A once high-flying political fundraiser who prosecutors said gave illegal campaign contributions to a host of U.S. politicians and evaded the payment of millions of dollars in taxes was sentenced Thursday to 12 years behind bars.
Imaad Zuberi, who prosecutors said ingratiated himself with politicos in both major parties and peddled the resulting influence to foreign governments, pleaded guilty to charges of tax evasion, campaign finance violations, and failing to register as a foreign agent, according to the Justice Department.
“He used foreign money to fund illegal campaign contributions that bought him political influence, and used that influence to lobby U.S. officials for policy changes on behalf of numerous foreign principals,” said Assistant Attorney General for National Security John C. Demers, in a written statement.
Zuberi, of Arcadia, California, falsified records to conceal his work as a foreign agent while lobbying high-level U.S. government officials, made illegal campaign contributions, and obstructed a federal investigation into the source of donations to a presidential inauguration committee, the Justice Department said.
“Zuberi turned acting as an unregistered foreign agent into a business enterprise,” Demers said.
In addition to his jail sentence, he was also ordered to pay nearly $16 million in restitution and a nearly $2 million fine. Prosecutors asked U.S. District Judge Virginia Phillips for a stiff sentence, arguing that the scope of Zuberi’s scheme was unprecedented.

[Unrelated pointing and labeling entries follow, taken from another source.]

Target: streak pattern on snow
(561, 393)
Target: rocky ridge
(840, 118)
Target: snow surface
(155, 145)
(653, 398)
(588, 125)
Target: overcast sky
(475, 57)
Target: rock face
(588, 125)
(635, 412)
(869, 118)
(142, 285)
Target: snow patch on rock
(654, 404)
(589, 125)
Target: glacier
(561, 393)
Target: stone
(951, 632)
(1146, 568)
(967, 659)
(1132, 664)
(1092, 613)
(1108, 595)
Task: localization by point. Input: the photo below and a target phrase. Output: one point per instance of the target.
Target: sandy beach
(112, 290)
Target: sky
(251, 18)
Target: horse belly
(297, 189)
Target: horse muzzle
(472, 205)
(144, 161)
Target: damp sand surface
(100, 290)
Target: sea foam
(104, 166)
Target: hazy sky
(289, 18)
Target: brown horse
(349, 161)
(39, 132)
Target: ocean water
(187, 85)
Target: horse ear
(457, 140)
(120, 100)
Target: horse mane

“After learning he was under investigation, Zuberi doubled down on his criminal conduct, obstructing justice by creating false records, destroying evidence, and attempting to purchase witnesses’ silence,” Demers said.

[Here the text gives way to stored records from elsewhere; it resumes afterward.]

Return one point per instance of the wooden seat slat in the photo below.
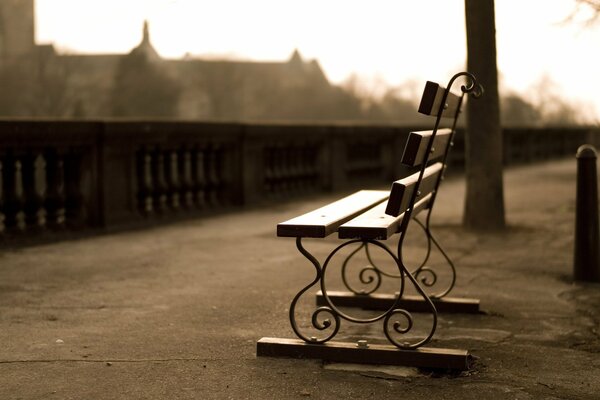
(416, 146)
(324, 221)
(376, 224)
(402, 190)
(432, 99)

“This sentence should deter others who would seek to corrupt our political processes and compromise our institutions in exchange for foreign cash,” he added.
The Calfornia businessman’s crimes included unregistered lobbying for governments with spotty human rights records like Sri Lanka and Turkey as well as a Ukrainian oligarch close to Russian President Vladimir Putin, prosecutors said.
“Zuberi used his status to solicit funds for lobbying, campaign contributions, and investments, but ultimately swindled his business partners and pocketed most of the funds for himself,” said Special Agent in Charge Ryan Korner of IRS-Criminal Investigation Los Angeles Field Office, in a statement.
Over a five-year period, between 2012 and 2016, Zuberi made or solicited more than $250,000 in illegal campaign contributions, prosecutors said.
“An opportunist at his core, Zuberi worked with political figures across the aisle, depending on who was in power, to lend an appearance of credibility to his political charades,” Korner said.
His tax evasion activities over the course of four years, between 2012 and 2015, caused tax losses ranging from $3.5 million to $9.5 million, according to prosecutors.
“As Mr. Zuberi’s greed and wealth increased, his elaborate influence-peddling scheme collapsed,” said Assistant Director in Charge Kristi K. Johnson of the FBI’s Los Angeles Field Office, in a statement.
Zuberi also siphoned money invested in U.S. Cares, a company set up to export humanitarian aid to Iran. In 2013 and 2014, investors deposited approximately $7 million into U.S. Cares, but Zuberi used more than 90 percent of investor funds for his personal benefit, which included purchasing real estate, paying down debt such as mortgages and credit card bills, remodeling properties, and investing in brokerage accounts.
“Now that he’s been sentenced, he will be held accountable by the United States government which he so recklessly misrepresented,” Johnson said.
The Associated Press contributed to this report.